While every data set contains noise, some data sets may contain signals. Therefore, before you can detect a signal within any given data set, you must first filter out the noise." (Donald J Wheeler," Understanding Variation: The Key to Managing Chaos" 2nd Ed., 2000)

"While all data contain noise, some data contain signals. Before you can detect a signal, you must filter out the noise." (Donald J Wheeler, "Understanding Variation: The Key to Managing Chaos" 2nd Ed., 2000)

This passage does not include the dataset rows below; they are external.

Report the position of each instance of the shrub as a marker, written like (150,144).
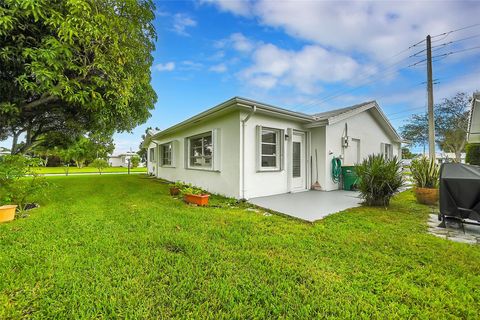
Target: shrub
(15,187)
(177,184)
(379,179)
(473,154)
(134,161)
(425,173)
(189,189)
(100,164)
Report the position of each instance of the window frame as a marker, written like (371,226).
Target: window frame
(151,155)
(162,154)
(203,135)
(278,150)
(387,151)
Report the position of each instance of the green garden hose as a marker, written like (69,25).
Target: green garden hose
(336,169)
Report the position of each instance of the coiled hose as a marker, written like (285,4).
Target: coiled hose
(336,169)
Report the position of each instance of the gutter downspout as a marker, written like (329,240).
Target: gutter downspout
(157,155)
(244,121)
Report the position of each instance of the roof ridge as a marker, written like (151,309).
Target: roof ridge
(339,111)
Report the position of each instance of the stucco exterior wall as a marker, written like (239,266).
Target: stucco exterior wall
(224,181)
(152,164)
(319,143)
(115,161)
(258,184)
(364,127)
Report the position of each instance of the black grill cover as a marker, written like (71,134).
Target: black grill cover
(460,191)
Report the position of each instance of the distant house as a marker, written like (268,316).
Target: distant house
(4,151)
(121,160)
(446,157)
(474,120)
(244,149)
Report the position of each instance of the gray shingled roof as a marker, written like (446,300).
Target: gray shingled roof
(333,113)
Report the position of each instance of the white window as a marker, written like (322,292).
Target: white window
(166,152)
(200,151)
(151,158)
(387,151)
(270,149)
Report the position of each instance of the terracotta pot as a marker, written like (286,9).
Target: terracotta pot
(174,191)
(7,213)
(198,199)
(426,196)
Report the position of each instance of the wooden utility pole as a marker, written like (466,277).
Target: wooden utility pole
(431,118)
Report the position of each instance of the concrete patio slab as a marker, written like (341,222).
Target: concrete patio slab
(309,205)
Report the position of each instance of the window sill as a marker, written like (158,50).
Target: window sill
(202,169)
(269,170)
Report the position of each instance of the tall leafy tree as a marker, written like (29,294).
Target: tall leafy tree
(416,130)
(451,124)
(72,67)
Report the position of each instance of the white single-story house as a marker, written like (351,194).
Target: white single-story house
(120,160)
(474,120)
(245,149)
(446,157)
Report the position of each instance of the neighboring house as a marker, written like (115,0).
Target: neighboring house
(4,151)
(446,157)
(474,120)
(120,160)
(245,149)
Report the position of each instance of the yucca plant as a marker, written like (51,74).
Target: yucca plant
(425,173)
(379,179)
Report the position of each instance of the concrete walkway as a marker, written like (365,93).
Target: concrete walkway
(309,205)
(85,174)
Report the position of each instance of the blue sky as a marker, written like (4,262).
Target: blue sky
(308,56)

"[…] you simply cannot make sense of any number without a contextual basis. Yet the traditional attempts to provide this contextual basis are often flawed in their execution. [...] Data have no meaning apart from their context. Data presented without a context are effectively rendered meaningless." (Donald J Wheeler, "Understanding Variation: The Key to Managing Chaos" 2nd Ed., 2000)

"The greatest plus of data modeling is that it produces a simple and understandable picture of the relationship between the input variables and responses [...] different models, all of them equally good, may give different pictures of the relation between the predictor and response variables [...] One reason for this multiplicity is that goodness-of-fit tests and other methods for checking fit give a yes–no answer. With the lack of power of these tests with data having more than a small number of dimensions, there will be a large number of models whose fit is acceptable. There is no way, among the yes–no methods for gauging fit, of determining which is the better model." (Leo Breiman, "Statistical modeling: The two cultures" Statistical Science 16(3), 2001)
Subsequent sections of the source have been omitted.